Connecting customers with ingredient origins 

People are curious about where their food comes from, so you can enhance their experience by sharing details about local or artisanal suppliers. Brief menu descriptions that tell the origin or tradition behind a dish can create a more personal connection. For customers who want more information, consider using QR codes that link to detailed ingredient stories or supplier profiles. 

 

Staying authentic 

Authenticity is crucial. Avoid overpromising or making claims you can’t fully back up. Be clear about which items are fully clean label and which are still a work in progress. If certain additives are necessary, explain their purpose openly. Consider sharing your clean label journey with customers, showing how you're improving and what your future goals are. 

 

In conclusion 

As concerns about UPFs continue to grow, foodservice operators have a unique opportunity to differentiate themselves by embracing transparent, clean label communication.
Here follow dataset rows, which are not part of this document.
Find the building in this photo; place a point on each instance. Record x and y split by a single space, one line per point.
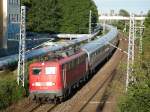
9 20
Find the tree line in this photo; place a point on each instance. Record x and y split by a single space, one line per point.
60 16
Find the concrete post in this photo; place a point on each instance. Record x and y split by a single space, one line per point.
3 24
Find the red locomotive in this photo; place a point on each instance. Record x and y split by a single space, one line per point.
54 79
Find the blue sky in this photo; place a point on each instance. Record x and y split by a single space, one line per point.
134 6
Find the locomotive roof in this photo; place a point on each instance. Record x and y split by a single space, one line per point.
101 41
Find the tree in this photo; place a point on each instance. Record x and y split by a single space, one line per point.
44 17
64 16
138 95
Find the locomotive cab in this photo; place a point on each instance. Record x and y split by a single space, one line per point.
45 80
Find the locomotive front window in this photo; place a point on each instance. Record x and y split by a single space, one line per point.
36 71
50 70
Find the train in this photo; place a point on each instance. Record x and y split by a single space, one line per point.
54 78
10 62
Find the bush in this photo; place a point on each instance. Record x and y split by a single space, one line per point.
9 91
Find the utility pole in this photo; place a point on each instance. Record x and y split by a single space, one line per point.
141 34
21 62
130 60
90 22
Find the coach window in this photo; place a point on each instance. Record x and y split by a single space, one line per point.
36 71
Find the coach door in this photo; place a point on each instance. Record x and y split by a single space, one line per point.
64 75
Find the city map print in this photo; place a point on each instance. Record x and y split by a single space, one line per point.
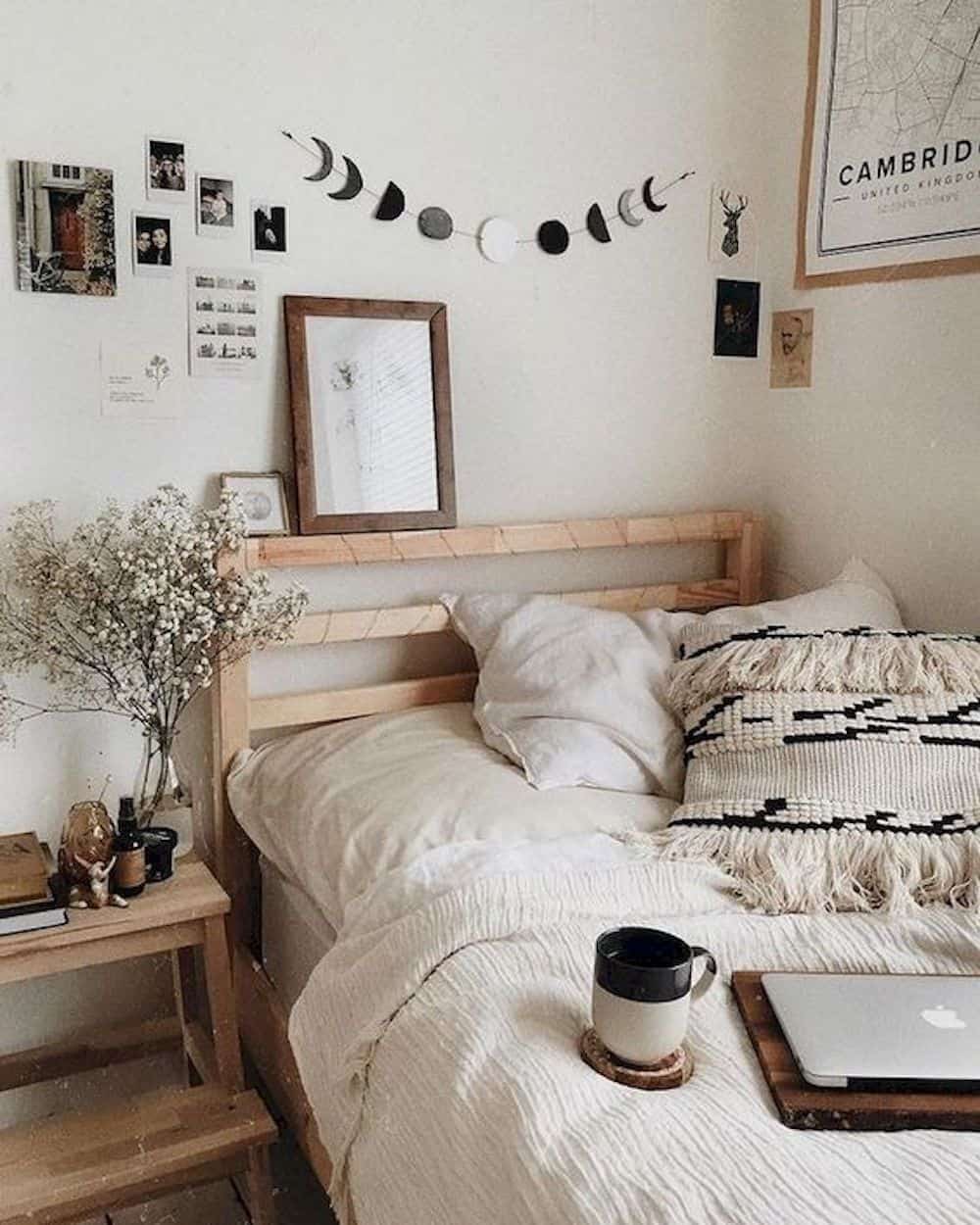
895 160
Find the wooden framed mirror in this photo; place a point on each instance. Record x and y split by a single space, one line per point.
368 390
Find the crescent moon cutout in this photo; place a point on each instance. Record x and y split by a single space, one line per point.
353 185
391 205
625 211
648 197
553 236
326 165
596 224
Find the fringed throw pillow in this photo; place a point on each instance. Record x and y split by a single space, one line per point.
832 770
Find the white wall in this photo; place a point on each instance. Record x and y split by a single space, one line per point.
880 459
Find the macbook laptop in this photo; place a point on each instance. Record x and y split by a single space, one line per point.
911 1032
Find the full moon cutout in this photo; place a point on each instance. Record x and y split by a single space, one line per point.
326 161
353 185
498 240
625 210
553 236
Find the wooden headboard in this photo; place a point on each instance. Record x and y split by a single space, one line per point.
235 714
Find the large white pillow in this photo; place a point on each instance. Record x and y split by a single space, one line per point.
576 696
338 807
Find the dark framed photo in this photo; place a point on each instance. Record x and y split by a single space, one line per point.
167 176
269 230
152 244
736 307
216 205
264 496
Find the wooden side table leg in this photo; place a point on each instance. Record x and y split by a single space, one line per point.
187 1004
259 1179
221 1004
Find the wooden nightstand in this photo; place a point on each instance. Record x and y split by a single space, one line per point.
57 1170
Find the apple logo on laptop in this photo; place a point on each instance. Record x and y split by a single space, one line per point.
942 1018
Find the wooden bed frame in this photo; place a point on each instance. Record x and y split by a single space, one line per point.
263 1015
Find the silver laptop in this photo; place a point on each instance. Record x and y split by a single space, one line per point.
912 1032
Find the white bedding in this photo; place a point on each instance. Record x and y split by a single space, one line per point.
437 1044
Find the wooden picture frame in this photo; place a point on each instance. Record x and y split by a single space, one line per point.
312 519
823 11
228 481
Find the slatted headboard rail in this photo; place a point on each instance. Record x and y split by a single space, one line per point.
235 714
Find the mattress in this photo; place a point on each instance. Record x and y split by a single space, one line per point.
295 934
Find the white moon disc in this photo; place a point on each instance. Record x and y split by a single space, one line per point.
498 239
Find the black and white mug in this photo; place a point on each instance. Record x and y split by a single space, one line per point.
642 991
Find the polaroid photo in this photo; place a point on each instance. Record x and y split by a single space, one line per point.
167 177
152 244
264 499
216 206
269 230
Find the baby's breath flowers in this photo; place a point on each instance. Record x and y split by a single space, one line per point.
130 613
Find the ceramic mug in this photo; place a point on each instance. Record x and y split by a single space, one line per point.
642 991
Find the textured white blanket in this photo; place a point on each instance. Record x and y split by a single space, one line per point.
437 1044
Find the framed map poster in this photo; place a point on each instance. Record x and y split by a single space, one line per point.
890 176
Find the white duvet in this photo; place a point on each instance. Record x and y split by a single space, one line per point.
437 1044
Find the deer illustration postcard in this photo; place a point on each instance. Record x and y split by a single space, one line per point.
733 226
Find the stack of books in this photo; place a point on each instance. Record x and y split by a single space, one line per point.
27 897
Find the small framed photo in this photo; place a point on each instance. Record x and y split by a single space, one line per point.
736 318
167 177
269 230
264 498
216 205
152 244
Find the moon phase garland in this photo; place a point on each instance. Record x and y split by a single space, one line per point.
496 238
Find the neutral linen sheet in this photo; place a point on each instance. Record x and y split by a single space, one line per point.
337 808
295 934
437 1044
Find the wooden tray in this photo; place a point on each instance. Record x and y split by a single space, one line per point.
805 1106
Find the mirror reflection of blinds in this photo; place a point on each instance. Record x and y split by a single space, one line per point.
396 444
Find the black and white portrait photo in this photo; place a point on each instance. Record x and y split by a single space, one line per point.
166 170
736 318
269 230
152 245
216 205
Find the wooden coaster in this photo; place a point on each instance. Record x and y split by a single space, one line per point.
669 1073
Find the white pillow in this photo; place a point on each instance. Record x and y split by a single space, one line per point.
576 696
336 808
857 597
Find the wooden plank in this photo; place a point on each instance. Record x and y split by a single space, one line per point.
744 562
265 1032
57 1169
807 1106
88 1050
299 710
407 621
38 963
518 538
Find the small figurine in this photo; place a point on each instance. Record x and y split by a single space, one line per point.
94 895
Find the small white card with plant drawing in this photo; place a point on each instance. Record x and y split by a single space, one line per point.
140 381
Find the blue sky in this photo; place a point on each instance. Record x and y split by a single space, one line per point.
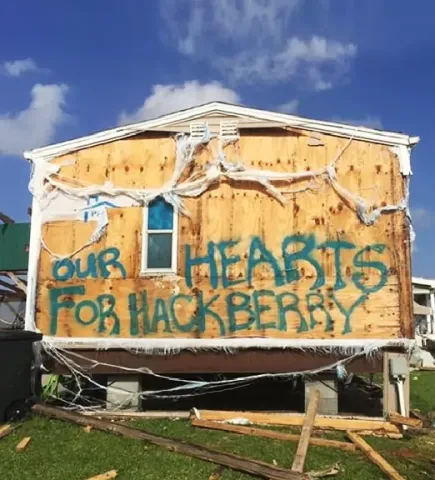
71 68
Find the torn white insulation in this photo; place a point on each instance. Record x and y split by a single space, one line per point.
218 170
185 388
166 346
57 197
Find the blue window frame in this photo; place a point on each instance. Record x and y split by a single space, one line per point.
160 236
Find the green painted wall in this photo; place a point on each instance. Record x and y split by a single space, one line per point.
14 246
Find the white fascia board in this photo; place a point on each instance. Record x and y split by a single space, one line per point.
423 281
359 133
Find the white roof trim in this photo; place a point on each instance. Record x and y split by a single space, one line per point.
359 133
423 281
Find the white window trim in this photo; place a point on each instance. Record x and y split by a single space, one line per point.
144 270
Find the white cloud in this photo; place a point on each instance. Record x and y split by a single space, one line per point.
18 67
289 107
171 98
249 41
318 61
36 125
371 121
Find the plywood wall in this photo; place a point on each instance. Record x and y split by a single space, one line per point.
360 291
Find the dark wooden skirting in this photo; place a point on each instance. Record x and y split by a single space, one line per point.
246 361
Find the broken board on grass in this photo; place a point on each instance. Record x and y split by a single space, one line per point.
253 467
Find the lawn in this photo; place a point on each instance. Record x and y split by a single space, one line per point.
62 451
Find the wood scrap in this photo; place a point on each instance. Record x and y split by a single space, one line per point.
217 474
6 430
22 445
394 417
253 467
140 415
307 428
328 472
374 456
297 420
380 434
273 434
105 476
417 414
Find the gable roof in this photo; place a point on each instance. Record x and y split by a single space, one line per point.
338 129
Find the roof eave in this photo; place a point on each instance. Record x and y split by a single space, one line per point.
360 133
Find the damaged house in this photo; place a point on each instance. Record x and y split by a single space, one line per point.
223 239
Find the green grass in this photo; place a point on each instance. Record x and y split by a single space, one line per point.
62 451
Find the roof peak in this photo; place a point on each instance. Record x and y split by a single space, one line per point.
332 128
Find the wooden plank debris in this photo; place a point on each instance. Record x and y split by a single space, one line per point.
401 420
328 472
140 415
380 433
322 422
374 456
307 428
273 434
425 420
6 430
253 467
105 476
217 474
22 445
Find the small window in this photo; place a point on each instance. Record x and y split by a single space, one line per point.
159 245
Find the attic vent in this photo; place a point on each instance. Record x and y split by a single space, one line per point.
198 130
229 132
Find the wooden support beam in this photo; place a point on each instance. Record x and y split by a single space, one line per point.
273 434
374 456
323 422
307 429
400 420
253 467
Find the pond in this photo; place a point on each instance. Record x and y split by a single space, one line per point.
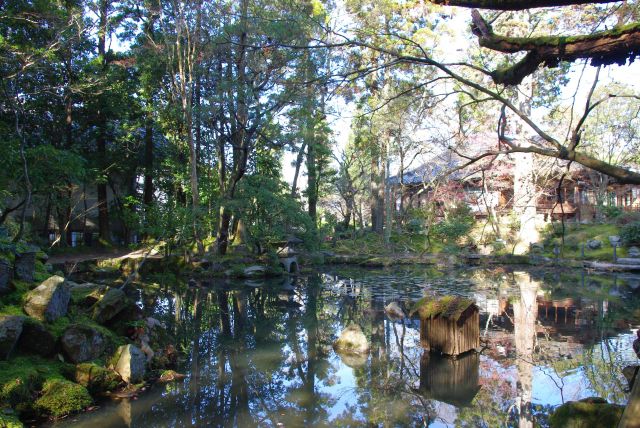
260 353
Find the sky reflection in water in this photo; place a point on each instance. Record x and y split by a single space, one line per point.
261 354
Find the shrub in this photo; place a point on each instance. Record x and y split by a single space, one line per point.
62 397
458 223
611 212
628 217
630 233
572 243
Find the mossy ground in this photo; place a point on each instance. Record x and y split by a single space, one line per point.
61 397
578 234
9 421
22 377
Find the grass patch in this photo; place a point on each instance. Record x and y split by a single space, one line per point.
578 234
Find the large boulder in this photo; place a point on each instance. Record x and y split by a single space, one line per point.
10 330
82 343
48 301
36 339
111 304
97 379
594 244
130 363
6 272
352 340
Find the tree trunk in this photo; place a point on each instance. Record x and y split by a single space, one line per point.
525 192
299 159
103 204
312 190
148 162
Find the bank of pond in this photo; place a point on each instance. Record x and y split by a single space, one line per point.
415 344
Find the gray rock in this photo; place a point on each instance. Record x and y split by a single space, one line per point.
25 266
48 301
536 247
36 339
594 244
394 311
10 330
254 271
352 340
111 304
131 363
82 343
5 277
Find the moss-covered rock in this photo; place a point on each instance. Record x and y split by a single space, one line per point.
587 413
36 339
61 397
22 378
170 376
48 301
352 340
450 307
96 379
111 304
9 421
82 343
10 331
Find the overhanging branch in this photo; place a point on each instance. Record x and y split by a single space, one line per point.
515 4
615 46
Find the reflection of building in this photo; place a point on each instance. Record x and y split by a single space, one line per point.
452 381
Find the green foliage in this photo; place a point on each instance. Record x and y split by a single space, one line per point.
9 421
22 377
630 233
270 213
628 217
458 223
61 397
610 212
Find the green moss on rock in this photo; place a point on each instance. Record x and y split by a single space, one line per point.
96 379
450 307
62 397
9 421
22 377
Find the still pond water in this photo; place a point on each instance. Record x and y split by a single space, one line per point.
260 354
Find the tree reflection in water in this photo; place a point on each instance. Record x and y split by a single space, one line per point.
262 356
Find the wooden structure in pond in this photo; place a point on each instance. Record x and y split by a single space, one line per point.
449 380
449 325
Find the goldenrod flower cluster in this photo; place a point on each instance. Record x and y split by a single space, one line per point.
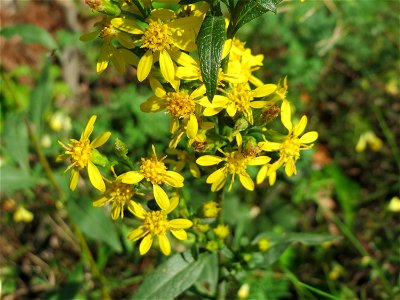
247 124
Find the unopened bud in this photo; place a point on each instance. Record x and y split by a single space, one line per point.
241 125
250 146
107 7
98 159
270 113
120 148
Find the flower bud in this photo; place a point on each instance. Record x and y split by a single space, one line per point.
107 7
120 148
241 124
99 159
250 145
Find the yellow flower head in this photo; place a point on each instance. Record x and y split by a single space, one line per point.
156 224
264 245
184 159
108 52
294 142
164 37
180 105
211 209
369 138
22 215
79 153
221 231
242 63
155 171
235 163
119 194
212 246
239 99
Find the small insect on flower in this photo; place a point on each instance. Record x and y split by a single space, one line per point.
155 171
79 153
289 149
119 194
235 163
156 224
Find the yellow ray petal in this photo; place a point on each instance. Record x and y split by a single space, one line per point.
208 160
137 233
100 140
246 181
165 245
174 179
180 223
299 127
145 65
309 137
264 90
161 197
73 180
180 234
286 115
167 66
145 244
260 160
95 177
131 177
192 127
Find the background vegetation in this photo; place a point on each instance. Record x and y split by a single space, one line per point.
342 62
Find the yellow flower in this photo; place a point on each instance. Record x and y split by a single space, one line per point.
239 98
180 105
184 158
80 153
119 56
155 171
212 246
264 245
289 149
235 163
22 215
190 70
242 63
119 194
369 138
156 223
221 231
211 209
394 204
163 39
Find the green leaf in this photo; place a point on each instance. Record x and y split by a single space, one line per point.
247 10
16 140
173 277
94 222
208 280
348 192
13 179
210 42
40 98
311 238
30 34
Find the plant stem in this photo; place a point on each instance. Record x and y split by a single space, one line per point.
356 243
43 160
93 266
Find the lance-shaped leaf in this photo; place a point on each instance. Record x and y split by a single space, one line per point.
210 41
247 10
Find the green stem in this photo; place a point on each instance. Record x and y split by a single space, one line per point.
43 160
299 284
356 243
93 266
389 137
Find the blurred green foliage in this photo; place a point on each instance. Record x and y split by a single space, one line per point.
342 62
Effectively conveying the naturalness and quality of your offerings can help build trust and loyalty among health-conscious consumers. improve consumer perceptions and drive preference for your foodservice offerings in today’s UPF-conscious market. 

 

 

Sources:  

*Mintel / NPD to improve perceptions of ultra-processed food  

UK Base: 1,000 internet users aged 16+, Source: Kantar Profiles/Mintel, February 2024 

 

Mintel / NPD to improve perceptions of ultra-processed food  

Base: Spain, France, Italy, Poland: 1,000 internet users aged 16+ in each market market; Germany, UK: 2,000 internet users aged 16+ in each market. Source: Kantar Profiles/Mintel, March 2023, December 2022.